A gold fitness establishment must at least have the following equipment available:

·         All the requirements for all modes of equipment at the silver grading level must be complied with;

§  At least three cardio vascular modes of equipment must be available; 

§  Machines for upper and lower body and free-weights representing strengthening and conditioning modes of equipment must be available; and

§  Specialized equipment for a person with a disability must be available: Provided that a wheelchair should be able to move freely between all the equipment of the establishment: Provided further that the said equipment-

§     must enable a person with a disability to train his/her full body in all different modes of equipment as referred to par. A and B of the Schedule; and

§     must be clearly marked for a person with a visual impairment.

 

 

Platinum fitness establishments:

A platinum fitness establishment must at least have the following equipment available:

§  All the requirements for all modes of equipment at the gold grading levels must be complied with;

§  At least four cardio vascular modes of equipment, upper and lower body machines, free-weights and stabilizing equipment such as swiss balls must be available as strengthening and conditioning modes of equipment.

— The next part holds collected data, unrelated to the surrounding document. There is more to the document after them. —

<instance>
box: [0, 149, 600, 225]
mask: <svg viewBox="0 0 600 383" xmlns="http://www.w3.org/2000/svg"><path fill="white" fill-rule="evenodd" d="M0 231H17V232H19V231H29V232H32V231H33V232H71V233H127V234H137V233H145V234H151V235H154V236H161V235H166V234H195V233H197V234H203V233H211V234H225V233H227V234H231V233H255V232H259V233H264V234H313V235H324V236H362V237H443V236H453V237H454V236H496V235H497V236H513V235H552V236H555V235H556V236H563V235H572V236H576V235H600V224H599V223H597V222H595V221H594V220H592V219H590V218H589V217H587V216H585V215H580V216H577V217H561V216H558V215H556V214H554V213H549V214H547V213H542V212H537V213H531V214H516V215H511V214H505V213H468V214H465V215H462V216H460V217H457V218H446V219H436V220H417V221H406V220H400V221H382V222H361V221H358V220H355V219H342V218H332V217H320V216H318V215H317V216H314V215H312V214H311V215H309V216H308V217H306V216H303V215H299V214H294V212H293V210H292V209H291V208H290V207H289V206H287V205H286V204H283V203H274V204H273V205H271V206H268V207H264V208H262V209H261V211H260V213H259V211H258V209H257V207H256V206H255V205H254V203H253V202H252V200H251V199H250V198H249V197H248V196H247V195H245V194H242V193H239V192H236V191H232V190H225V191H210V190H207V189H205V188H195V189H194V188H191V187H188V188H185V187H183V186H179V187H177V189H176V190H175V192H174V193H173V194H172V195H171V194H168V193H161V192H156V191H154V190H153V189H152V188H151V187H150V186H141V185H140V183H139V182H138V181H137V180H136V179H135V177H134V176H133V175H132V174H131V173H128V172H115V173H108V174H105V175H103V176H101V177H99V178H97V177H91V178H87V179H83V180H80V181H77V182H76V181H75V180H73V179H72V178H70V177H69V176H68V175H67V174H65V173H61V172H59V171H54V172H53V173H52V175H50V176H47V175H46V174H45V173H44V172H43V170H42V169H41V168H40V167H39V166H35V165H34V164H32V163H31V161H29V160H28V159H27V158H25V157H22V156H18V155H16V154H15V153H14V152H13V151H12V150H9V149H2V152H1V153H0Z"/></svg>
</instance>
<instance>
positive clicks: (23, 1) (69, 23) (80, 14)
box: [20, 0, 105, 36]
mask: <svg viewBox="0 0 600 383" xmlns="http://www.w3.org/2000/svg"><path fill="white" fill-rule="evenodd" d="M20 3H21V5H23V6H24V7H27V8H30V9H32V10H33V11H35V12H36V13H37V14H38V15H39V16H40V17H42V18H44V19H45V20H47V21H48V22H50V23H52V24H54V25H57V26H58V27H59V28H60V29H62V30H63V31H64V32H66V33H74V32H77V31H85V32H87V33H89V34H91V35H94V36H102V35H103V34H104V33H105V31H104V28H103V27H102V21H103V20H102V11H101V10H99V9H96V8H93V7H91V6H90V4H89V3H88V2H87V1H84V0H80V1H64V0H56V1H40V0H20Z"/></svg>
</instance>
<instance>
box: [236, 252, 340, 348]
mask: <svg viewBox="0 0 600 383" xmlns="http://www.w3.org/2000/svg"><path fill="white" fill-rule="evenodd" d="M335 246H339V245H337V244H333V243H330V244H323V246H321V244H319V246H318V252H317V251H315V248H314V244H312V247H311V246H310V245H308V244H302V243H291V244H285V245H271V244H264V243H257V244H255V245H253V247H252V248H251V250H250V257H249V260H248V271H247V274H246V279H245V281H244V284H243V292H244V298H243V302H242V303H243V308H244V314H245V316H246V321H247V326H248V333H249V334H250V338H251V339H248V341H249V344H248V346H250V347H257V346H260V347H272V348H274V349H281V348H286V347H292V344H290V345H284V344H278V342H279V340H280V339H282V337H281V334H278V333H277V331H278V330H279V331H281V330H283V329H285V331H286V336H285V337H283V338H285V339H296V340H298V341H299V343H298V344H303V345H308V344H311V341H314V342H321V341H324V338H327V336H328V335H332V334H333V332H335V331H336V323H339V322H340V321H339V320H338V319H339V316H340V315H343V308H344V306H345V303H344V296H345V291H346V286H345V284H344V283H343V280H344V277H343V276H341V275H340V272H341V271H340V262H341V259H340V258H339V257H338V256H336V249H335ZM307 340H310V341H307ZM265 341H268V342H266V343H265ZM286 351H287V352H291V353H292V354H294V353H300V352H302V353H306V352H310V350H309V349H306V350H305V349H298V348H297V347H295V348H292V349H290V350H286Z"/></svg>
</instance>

§  Specialized equipment for a person with a disability must be available: Provided that a wheelchair should be able to move freely between all the equipment of the establishment: Provided further that the said equipment-

§     must enable a person with a disability to train his/her full body in all different modes of equipment as referred to par. A and B of the Schedule; and

§     must be clearly marked for a person with a visual impairment.